Robert R. Fenichel

Tormach PCNC 770 mill

The 770 represents my first exposure to CNC machining.  I have been proceeding slowly, trying to do the least damage while I climb the learning curve.  So far, blunders have cost me only one endmill, one wiggler edge detector, and one bellows-like way cover.

gCode utilities

On the old SX3. I did a lot of my work by ear, feeding the table and changing the spindle speed until the machine stuttered, then backing off.  It is (barely) possible to run a CNC mill that way, but it is inefficient, to say the least.  For common tasks (shaving down a rough surface to make it level, drilling a (relatively) small hole, milling a bigger hole, chamfering an edge, etc.), one wants to be able to draw upon stereotypical CNC programming.
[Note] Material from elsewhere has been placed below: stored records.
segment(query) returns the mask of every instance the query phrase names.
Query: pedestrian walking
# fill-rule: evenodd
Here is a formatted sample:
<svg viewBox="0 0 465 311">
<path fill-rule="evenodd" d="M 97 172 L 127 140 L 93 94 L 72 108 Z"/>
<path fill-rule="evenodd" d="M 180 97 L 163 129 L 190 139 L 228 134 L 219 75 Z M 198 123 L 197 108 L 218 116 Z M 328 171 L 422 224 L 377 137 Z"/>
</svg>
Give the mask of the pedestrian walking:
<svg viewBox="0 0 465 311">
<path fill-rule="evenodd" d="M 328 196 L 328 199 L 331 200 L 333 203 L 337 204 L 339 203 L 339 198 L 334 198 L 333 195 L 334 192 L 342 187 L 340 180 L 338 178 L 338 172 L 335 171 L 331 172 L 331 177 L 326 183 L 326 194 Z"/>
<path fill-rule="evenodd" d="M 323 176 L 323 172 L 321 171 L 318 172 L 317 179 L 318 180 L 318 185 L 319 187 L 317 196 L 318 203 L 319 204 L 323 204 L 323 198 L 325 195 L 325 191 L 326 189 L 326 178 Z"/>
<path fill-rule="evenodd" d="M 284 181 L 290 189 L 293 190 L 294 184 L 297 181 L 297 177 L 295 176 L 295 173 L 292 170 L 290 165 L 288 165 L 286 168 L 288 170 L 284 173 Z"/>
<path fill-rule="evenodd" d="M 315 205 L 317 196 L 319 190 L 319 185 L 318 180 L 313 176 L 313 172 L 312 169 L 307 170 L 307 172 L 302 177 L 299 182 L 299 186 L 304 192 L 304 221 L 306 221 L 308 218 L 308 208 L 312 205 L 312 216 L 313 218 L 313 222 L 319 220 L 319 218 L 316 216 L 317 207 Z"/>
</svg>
Programming of the 770 (and most other CNC machines) is done in gCode, a low-level programming language.  CAD/CAM programs (I don't have one) produce gCode.  gCode has recently been extended to include named variables and control structures (if/elseif/endif, call, sub/endsub/return, while/endwhile, repeat/endrepeat, break/continue) of the sort that have been present in ordinary programming languages for 50 or 60 years, but CAD/CAM programs don't seem to make use of them, and some otherwise modern-spirited organizations (Tormach, for example) deprecate their use.  

The common way to provide stereotypical gCode programs is through "wizards" that accept parameters and generate gCode to accomplish the specified task.  The wizards I'm aware of (Tormach's own and that of GWizard) don't use any of the modern gCode features, so they produce code in which every repetitive operation has been unwound into many, many microsteps.  In programming terms, it is premature binding run amok.  In a typical case, an operation describable in 100 or so lines of readable annotated gCode is specified in wizard output of 3000 cryptic lines.

The need for canned solutions for recurrent mid-level machining problems is not well met by the wizards.  What is needed is a library of parameterized gCode routines.

I have begun construction of such a library; contributions from other gCoders will be welcome.  The routines I've completed to date are available in this directory (updated 2017-07-18).  

The Tormach controller provides a simulator for gCode programs, but not a syntax checker.  As a result, syntax errors are not reported in lines that (data-dependently) are temporarily not reachable.  Also, the simulator reports syntax errors within subroutines as having occurred within the caller routine, so locating the error is often time-consuming.  I have prepared a syntax-checker program that runs stably in the Windows 7/64 environment.  It probably runs in other versions of Windows, too.  The source and executable are available here (updated 2017-08-13).